Nvidia is not the only one who sees the upside. The claim could remove the need for a mechanical chiller in most climates most of the time, even somewhere as hot as Arizona, said Steve Solomon, Microsoft’s (MSFT) vice president of data center engineering.

“It would be a big deal for everybody if we got all of the chips to do that,” Solomon said, according to Axios.

When I read the spec, the part that mattered to me was that temperature, not the press release. Warm-water cooling has existed for years in high-performance computing. What is new is a dominant chip vendor designing its flagship product around it and telling operators they will save money doing it.

The number that scared everyone is shrinking

Here is the part most coverage skips. The scariest water statistic in AI was already falling before Nvidia said a word.

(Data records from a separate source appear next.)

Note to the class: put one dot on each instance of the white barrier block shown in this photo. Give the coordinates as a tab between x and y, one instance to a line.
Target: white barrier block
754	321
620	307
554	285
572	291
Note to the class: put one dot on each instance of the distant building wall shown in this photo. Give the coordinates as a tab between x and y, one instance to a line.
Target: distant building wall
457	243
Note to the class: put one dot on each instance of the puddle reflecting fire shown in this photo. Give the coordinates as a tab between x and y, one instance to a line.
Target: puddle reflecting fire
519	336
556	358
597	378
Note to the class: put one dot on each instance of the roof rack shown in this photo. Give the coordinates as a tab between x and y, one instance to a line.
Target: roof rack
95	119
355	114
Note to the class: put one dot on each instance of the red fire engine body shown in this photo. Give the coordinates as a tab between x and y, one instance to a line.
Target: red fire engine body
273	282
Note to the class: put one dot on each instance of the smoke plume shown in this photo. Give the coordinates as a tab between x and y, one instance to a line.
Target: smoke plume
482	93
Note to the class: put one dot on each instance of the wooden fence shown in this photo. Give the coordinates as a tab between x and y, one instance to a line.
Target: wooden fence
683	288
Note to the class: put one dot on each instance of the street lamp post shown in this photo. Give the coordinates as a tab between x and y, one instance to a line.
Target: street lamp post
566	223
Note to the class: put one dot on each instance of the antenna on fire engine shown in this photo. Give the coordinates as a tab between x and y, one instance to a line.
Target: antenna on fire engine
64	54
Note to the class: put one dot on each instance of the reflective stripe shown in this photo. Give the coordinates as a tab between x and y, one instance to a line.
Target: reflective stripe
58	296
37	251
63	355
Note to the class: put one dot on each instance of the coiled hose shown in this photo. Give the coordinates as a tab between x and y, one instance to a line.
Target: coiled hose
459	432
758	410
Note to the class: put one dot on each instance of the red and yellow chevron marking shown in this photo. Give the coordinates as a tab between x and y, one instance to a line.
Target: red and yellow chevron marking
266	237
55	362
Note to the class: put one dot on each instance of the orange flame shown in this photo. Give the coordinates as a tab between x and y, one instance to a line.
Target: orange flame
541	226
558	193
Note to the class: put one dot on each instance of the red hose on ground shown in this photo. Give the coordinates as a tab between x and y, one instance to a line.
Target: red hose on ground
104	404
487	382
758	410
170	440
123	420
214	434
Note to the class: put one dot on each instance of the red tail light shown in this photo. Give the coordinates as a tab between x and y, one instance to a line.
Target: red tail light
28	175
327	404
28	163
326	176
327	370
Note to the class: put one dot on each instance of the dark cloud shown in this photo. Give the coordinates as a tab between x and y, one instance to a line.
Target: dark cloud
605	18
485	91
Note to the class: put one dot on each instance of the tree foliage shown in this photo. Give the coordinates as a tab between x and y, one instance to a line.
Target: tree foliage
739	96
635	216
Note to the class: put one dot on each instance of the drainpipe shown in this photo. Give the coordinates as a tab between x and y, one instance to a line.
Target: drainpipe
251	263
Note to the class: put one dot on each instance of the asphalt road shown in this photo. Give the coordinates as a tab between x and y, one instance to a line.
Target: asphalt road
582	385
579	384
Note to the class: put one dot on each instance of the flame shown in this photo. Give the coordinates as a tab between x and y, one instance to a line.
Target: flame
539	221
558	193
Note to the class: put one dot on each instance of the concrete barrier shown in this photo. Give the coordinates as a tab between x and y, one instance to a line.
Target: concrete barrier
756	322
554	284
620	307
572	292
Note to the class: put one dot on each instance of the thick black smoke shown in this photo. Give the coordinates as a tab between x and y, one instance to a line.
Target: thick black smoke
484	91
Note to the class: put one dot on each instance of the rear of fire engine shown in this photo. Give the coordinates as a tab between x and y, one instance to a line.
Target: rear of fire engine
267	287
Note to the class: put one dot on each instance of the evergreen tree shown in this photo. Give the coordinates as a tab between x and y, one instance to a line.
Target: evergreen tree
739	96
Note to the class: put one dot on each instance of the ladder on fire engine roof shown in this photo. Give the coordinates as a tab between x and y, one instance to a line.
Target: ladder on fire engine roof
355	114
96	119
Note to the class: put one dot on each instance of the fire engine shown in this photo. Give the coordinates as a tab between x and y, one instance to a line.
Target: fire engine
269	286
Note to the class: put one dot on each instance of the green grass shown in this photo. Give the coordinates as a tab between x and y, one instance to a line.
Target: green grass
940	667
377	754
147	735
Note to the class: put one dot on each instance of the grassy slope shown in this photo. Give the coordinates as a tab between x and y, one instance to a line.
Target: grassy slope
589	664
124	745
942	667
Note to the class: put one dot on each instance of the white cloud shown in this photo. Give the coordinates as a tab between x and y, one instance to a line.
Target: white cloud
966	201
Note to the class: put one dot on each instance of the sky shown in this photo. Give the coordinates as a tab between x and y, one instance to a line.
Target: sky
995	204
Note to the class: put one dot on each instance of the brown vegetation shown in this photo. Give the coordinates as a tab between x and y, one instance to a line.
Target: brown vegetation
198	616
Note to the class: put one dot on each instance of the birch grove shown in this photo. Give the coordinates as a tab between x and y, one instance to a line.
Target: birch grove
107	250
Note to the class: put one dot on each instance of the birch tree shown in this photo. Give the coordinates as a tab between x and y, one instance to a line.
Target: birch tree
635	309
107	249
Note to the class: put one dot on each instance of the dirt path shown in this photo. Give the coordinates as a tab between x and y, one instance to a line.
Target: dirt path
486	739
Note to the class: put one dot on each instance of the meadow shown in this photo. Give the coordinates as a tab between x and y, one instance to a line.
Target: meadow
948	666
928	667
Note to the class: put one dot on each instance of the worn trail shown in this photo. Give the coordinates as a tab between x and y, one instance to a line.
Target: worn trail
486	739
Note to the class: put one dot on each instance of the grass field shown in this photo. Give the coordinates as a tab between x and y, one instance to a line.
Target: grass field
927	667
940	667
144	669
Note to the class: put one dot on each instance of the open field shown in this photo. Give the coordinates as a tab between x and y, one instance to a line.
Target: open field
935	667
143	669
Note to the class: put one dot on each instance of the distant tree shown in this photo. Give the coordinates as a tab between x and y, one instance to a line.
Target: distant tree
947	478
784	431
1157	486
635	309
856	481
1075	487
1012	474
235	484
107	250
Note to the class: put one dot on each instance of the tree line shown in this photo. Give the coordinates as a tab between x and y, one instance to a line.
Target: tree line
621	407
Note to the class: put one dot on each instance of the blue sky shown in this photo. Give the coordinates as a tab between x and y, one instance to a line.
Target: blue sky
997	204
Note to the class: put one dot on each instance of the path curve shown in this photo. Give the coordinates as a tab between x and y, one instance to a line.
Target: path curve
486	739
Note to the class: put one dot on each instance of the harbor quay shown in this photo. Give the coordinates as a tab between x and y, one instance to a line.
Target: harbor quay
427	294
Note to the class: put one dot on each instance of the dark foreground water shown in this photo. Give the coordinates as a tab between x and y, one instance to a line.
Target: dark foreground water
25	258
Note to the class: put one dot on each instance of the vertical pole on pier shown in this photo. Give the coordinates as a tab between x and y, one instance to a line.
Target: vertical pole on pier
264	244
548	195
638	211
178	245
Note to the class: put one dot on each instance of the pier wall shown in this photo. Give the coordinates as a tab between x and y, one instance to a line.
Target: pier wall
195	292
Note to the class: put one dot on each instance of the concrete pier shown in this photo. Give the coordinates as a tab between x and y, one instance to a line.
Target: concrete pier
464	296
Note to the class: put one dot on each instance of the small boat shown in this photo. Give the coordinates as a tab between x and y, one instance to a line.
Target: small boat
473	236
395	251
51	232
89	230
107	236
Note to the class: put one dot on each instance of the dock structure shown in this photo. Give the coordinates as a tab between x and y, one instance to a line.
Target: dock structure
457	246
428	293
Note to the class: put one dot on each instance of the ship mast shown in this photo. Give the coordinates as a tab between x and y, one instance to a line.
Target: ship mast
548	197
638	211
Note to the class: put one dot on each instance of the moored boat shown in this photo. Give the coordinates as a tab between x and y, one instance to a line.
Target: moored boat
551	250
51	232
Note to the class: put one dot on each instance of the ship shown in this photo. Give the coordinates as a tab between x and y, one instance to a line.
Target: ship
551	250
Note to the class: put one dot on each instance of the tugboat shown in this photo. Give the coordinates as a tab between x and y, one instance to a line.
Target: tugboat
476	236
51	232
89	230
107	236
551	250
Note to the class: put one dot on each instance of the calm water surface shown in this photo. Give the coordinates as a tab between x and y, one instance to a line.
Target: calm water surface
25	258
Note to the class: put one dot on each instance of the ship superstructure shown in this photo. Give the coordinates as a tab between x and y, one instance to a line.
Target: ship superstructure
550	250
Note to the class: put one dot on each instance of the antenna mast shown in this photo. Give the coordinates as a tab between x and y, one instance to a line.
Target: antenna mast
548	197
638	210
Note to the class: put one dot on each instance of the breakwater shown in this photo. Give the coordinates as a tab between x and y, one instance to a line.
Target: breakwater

The viral “bottle of water per query” figure traces to that University of California, Riverside team, which estimated GPT-3 drank roughly a 500-milliliter bottle for every 10 to 50 responses. The lead researcher has since said newer, far more efficient models use a small fraction of that, closer to 15 milliliters per prompt and about five milliliters inside the data center itself.

So the per-question footprint is collapsing as the per-building footprint keeps climbing. My read is that those two facts are the entire debate. Each AI answer gets cheaper to cool, while the sheer number of buildings drags the total higher.

Nvidia’s claim lands right in that gap. The company is offering hardware that cuts the cost per building at the exact moment the public has fixated on a per-question number that no longer holds.

What it means for your portfolio

Strip out the environmental guilt and the investor stakes get clearer. Water fights are permitting risk, and permitting risk is the quiet threat to the AI infrastructure trade.

If warm-water cooling removes the most visceral local objection, it makes data centers easier to approve and faster to build, which feeds the chip demand priced into NVDA today.

Local opposition to AI infrastructure is already growing, which is exactly why Google and Amazon have been on defense, according to Axios. Every delay an angry community wins pushes back the revenue that justifies a chip order today.

The reasons for caution are real, and Nvidia named most of them. New systems take years to spread, older data centers keep running older cooling, the company declined to discuss costs, and the water used to generate electricity does not go away, according to Axios.

There is also a trap inside the good news. Efficiency that makes each AI system cheaper to cool can also accelerate the buildout, pushing the industry’s total water and energy use up even as every unit gets leaner.

That is the tension worth watching as an investor. The chips can run warm. Whether the backlash cools with them is the one part Nvidia cannot engineer.